BOGHAZ-KEUI: BIRD’S-EYE VIEW OF THE LOWER PALACE
With the modern village beyond.
We have no published means of estimating, from this source or otherwise, the history of the development of this ancient capital. But some conjectures, as a working hypothesis, may be made from the probabilities of the case with this date as a basis, awaiting meanwhile further illumination from Dr. Winckler and his colleagues. In the first place, as to the date of the main fortifications, though the period of empire is not often the time of building home defences, yet in this case the deliberate and vast nature of the outer walls conveys no impression of a stricken people hastening to defend themselves, nor even of precipitation. The scheme and details are carried out with dignity, thoroughness, and elaboration. It was the product of a prosperous age, dictated by prudence rather than immediate conscious necessity. Yet the pride of Hittite power soon passed; even while treating on equal terms with the courts of Thebes and Babylon, the shadow of the Assyrian armies already clouded the eastern horizon; and the menace of barbarian northern hordes was probably ever present, particularly as their offensive powers weakened. It may safely be supposed that their city must have been prepared against assault at any rate before the inroads of the Phrygian Muski, in the twelfth century B.C. And secondly, with regard to the palace just considered, built as it is upon the ruins of one which flourished in the time of Rameses the Great, it represents a reconstruction and re-establishment of royal state at some time subsequent. As to the date of this revival there is little evidence. From the plan of the palace it may be conjectured to have preceded any wide spreading of Assyrian influences; and from our own observations it was probably contemporary with a certain class of coloured pottery, which at Sakje-Geuzi[495] was already passing out of vogue at the beginning of the first millennium B.C. Upon this point it is interesting to notice that the difference of axial direction between this and the buried palace, namely, 2½°, would, if astronomically dictated, suggest a difference of date amounting to about two hundred and thirty years,[496] assigning the period of restoration to the eleventh century B.C.

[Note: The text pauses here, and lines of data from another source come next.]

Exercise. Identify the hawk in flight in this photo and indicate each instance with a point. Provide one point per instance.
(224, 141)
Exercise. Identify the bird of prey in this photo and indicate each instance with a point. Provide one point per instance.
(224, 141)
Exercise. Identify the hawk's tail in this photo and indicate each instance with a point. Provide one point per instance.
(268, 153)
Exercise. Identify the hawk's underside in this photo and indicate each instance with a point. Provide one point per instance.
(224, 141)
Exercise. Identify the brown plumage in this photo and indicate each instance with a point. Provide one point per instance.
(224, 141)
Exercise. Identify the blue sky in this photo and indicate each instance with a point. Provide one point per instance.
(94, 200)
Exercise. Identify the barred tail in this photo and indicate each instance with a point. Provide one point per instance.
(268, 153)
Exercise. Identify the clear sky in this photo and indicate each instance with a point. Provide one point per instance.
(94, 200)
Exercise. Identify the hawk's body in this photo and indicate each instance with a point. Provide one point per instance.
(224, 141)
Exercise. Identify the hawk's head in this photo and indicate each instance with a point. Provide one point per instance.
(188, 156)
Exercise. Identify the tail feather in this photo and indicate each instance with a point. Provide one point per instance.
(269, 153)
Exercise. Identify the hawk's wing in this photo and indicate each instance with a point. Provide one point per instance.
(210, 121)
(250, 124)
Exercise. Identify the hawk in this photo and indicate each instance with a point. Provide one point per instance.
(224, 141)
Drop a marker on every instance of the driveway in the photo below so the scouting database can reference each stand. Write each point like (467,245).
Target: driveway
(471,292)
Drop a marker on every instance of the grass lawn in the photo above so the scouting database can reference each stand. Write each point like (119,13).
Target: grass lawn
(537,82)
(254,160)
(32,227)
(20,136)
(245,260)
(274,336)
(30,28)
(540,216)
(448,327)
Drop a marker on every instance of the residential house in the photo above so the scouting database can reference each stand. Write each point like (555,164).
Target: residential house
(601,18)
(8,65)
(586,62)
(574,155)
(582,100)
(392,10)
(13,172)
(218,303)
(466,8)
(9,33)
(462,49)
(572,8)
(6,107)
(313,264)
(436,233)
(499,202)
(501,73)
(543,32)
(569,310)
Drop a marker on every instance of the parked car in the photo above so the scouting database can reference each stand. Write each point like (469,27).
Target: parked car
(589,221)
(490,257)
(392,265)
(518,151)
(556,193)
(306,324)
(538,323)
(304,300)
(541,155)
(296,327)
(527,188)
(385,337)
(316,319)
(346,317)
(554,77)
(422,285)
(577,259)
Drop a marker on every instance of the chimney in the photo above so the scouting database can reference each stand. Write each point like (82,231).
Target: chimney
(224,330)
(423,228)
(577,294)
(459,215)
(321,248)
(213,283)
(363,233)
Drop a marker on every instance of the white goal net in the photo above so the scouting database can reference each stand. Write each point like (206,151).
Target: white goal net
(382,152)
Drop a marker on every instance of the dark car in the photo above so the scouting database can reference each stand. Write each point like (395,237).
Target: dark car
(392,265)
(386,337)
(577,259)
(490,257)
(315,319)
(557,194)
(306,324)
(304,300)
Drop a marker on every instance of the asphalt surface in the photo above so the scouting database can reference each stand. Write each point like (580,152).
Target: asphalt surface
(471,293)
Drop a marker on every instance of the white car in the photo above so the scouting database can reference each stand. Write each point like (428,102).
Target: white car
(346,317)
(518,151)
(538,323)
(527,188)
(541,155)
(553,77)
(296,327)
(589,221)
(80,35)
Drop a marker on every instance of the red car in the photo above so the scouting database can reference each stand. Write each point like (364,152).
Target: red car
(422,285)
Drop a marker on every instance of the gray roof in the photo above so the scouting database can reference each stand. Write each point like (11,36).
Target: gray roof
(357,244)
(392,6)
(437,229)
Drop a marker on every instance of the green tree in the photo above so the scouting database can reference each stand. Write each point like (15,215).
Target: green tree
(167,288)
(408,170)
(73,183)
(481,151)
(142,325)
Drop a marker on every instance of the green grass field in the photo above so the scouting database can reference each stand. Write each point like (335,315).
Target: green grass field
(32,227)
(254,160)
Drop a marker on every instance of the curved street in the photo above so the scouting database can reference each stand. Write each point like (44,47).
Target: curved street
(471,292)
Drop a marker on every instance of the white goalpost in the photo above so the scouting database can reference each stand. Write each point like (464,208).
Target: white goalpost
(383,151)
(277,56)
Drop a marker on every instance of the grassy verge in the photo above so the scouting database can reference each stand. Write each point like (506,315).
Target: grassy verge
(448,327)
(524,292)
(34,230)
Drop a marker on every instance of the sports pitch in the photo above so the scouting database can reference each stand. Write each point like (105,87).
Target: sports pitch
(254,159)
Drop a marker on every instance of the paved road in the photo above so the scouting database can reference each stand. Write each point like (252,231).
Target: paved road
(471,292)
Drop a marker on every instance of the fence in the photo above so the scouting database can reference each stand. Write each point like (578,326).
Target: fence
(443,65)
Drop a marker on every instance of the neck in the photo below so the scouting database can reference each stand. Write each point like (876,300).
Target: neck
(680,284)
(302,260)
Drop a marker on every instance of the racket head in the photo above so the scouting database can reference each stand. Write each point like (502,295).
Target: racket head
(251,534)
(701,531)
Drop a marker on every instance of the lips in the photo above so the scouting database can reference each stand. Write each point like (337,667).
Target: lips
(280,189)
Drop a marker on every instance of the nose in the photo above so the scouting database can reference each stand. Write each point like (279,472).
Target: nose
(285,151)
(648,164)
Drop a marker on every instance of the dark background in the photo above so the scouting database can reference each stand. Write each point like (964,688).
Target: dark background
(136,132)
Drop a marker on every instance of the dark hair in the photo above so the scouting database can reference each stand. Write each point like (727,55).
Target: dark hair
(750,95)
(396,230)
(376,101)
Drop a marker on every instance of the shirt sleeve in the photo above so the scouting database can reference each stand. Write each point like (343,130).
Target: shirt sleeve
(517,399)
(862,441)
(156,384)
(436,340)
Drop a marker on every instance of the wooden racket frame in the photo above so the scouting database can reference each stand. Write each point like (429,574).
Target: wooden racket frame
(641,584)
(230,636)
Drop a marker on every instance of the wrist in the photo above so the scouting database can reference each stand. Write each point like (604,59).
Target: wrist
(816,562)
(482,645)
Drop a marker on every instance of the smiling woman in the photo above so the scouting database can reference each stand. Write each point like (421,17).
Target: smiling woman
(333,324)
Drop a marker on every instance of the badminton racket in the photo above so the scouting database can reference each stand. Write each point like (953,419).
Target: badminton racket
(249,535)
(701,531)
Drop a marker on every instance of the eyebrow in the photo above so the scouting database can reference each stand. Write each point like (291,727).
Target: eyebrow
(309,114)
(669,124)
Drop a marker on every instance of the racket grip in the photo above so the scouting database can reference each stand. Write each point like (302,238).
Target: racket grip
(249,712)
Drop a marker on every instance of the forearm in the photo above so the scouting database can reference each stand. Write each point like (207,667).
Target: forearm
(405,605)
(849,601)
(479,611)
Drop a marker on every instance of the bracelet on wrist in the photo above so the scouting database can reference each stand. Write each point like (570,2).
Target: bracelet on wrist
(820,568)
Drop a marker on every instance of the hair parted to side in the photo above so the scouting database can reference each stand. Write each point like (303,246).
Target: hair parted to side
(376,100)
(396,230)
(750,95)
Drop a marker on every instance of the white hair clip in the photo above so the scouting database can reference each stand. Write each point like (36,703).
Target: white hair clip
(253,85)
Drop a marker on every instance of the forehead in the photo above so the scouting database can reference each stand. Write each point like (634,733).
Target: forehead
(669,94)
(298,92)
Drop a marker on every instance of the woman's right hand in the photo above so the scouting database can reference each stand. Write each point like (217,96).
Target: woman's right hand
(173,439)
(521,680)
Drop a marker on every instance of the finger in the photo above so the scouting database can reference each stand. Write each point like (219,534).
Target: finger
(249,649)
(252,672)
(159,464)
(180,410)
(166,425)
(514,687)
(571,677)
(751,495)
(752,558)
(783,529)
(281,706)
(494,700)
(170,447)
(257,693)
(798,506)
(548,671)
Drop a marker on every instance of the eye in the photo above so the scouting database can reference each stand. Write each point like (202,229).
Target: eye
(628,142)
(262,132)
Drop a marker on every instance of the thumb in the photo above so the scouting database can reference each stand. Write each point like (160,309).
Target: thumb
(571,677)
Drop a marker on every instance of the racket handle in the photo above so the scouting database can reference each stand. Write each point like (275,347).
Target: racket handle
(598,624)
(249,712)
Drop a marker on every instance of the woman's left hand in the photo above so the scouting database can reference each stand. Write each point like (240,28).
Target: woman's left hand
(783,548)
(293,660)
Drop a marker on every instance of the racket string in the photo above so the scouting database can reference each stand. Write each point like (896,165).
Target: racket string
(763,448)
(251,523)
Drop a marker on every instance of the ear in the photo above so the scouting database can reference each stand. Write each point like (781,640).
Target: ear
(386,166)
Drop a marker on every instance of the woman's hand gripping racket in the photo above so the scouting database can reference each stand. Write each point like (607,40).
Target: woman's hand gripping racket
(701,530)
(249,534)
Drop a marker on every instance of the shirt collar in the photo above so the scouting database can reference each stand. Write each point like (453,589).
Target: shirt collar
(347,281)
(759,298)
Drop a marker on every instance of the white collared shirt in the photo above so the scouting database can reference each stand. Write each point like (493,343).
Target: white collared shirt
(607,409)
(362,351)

Doubtless some clear evidence will be forthcoming with the progress of excavations; for the present we can only pay due regard to the few items of circumstantial evidence that are available. The absence of visible sculptures on the façade of the building, in contrast with the buildings of Eyuk, Sinjerli, and Sakje-Geuzi, is curiously significant. That phase of motive seems to be reflected rather in the two sculptured stones already mentioned as recently found somewhat further up the slope of Beuyuk Kaleh, at the foot of which the palace stands.[497] Two sculptured lions indeed are found lying in close proximity to the lower palace, those which were supposed by Texier and Perrot[498] to be the arms of a throne, but are now shown[499] to be the end ornaments of a tank, with a similar pair on the opposite side. These correspond both in style and in details of art with the lions guarding the palace entrance at Sakje-Geuzi,[500] which may be dated with some security to the tenth or ninth century B.C. If then the lions of Boghaz-Keui can be shown to have organic relation to the palace in the precincts of which they lie, then a basis for solution to the problem is obtained, and the date depends upon the range of time during which such sculptures were in vogue. But if, on the other hand, this tank was an addition to the palace, and of later date, as its partly exposed situation, above the level of the palace floor, suggests, then the palace is of earlier date, preceding the period when such sculptured lions were in fashion, a conclusion which our other considerations seem to justify. Incidentally we arrive at a possible date for certain sculptures of like kind, as the lion of Eyuk, and possibly the Lion Gateway of the acropolis.
PLATE LXIII
BOGHAZ-KEUI: CAMP AT THE FOOT OF BEUYUK KALEH
BOGHAZ-KEUI: THE SANCTUARY OF IASILY KAYA
View of the sculptures on the left side from within.